内插后用ode45求解ODE [英] Solving an ODE with ode45 after interpolating

问题描述

我正在使用以下代码，找不到错误的地方:

I am working with the following code and can't find what is wrong:

xx = 0:1/50:1;
v = 3.*exp(-xx)-0.4*xx;
xq = xx;
vq = @(xq) interp1(xx,v,xq);

tspan = 0:1/50:1;
x0 = 3;
[~, y2] = ode45(@(t,x)vq(x), tspan, x0);

我知道了y2 = [3;NAN;NAN;NAN,.....].但是，当我在调用ode45之前绘制两个方程式时，我发现它们相等，这不足为奇.

I get that y2 = [3;NAN;NAN;NAN,.....]. Yet, when I plot both equations before calling ode45, I get that they are equal, which is not a surprise.

当我计算时:

f = @(t,r) 3.*exp(-r)-0.4*r;
[~, y] = ode45(f,tspan,x0);

它工作正常.但是我需要证明，如果插值，我可以获得相同的结果.为什么这样不起作用?

it works fine. But I need to show that I can get the same results if I interpolate. Why is that not working?

推荐答案

您将获得NaN，因为这是

You get NaN because that is the default returned by interp1 for values outside of the interval spanned by xx.
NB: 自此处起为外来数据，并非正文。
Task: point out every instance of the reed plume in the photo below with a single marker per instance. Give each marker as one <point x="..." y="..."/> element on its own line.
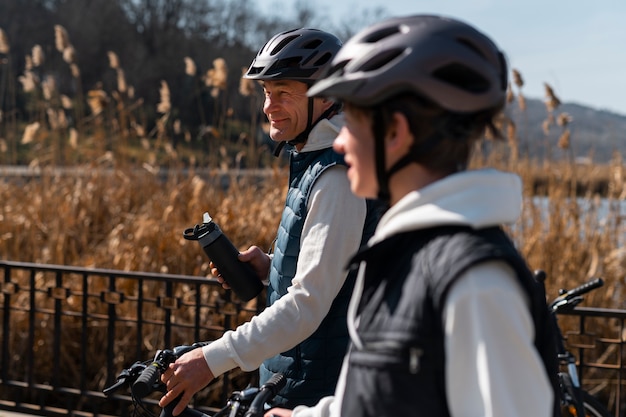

In you case, xx only varies from 0 to 1. But your initial condition is at 3. If you're going to use interpolation you need start inside of the interval defined by your data and make sure you stay there. For example, if you simply change your initial condition:

xx = 0:1/50:1;
v = 3.*exp(-xx)-0.4*xx;
xq = xx;
vq = @(xq) interp1(xx,v,xq);

tspan = 0:1/50:1;
x0 = 0.1;
[t, y2] = ode45(@(t,x)vq(x), tspan, x0);

f = @(t,r) 3.*exp(-r)-0.4*r;
[t, y] = ode45(f,tspan,x0);

figure;
subplot(211)
plot(t,y,'b',t,y2,'r--')
subplot(212)
plot(t,abs(y-y2))
xlabel('t')
ylabel('Absolute Error')

即使在这种初始条件下，由于指数增长，系统状态在特定点也会离开您的[0，1]间隔，并且y2将变为NaN.如果愿意，可以告诉interp1使用实际推断但是.

Even with this initial condition, because of the exponential growth, at a certain point the state of the system leaves your [0, 1] interval and y2 will become NaN. You can tell interp1 to use actual extrapolation if you prefer though.

这篇关于内插后用ode45求解ODE的文章就介绍到这了，希望我们推荐的答案对大家有所帮助，也希望大家多多支持IT屋！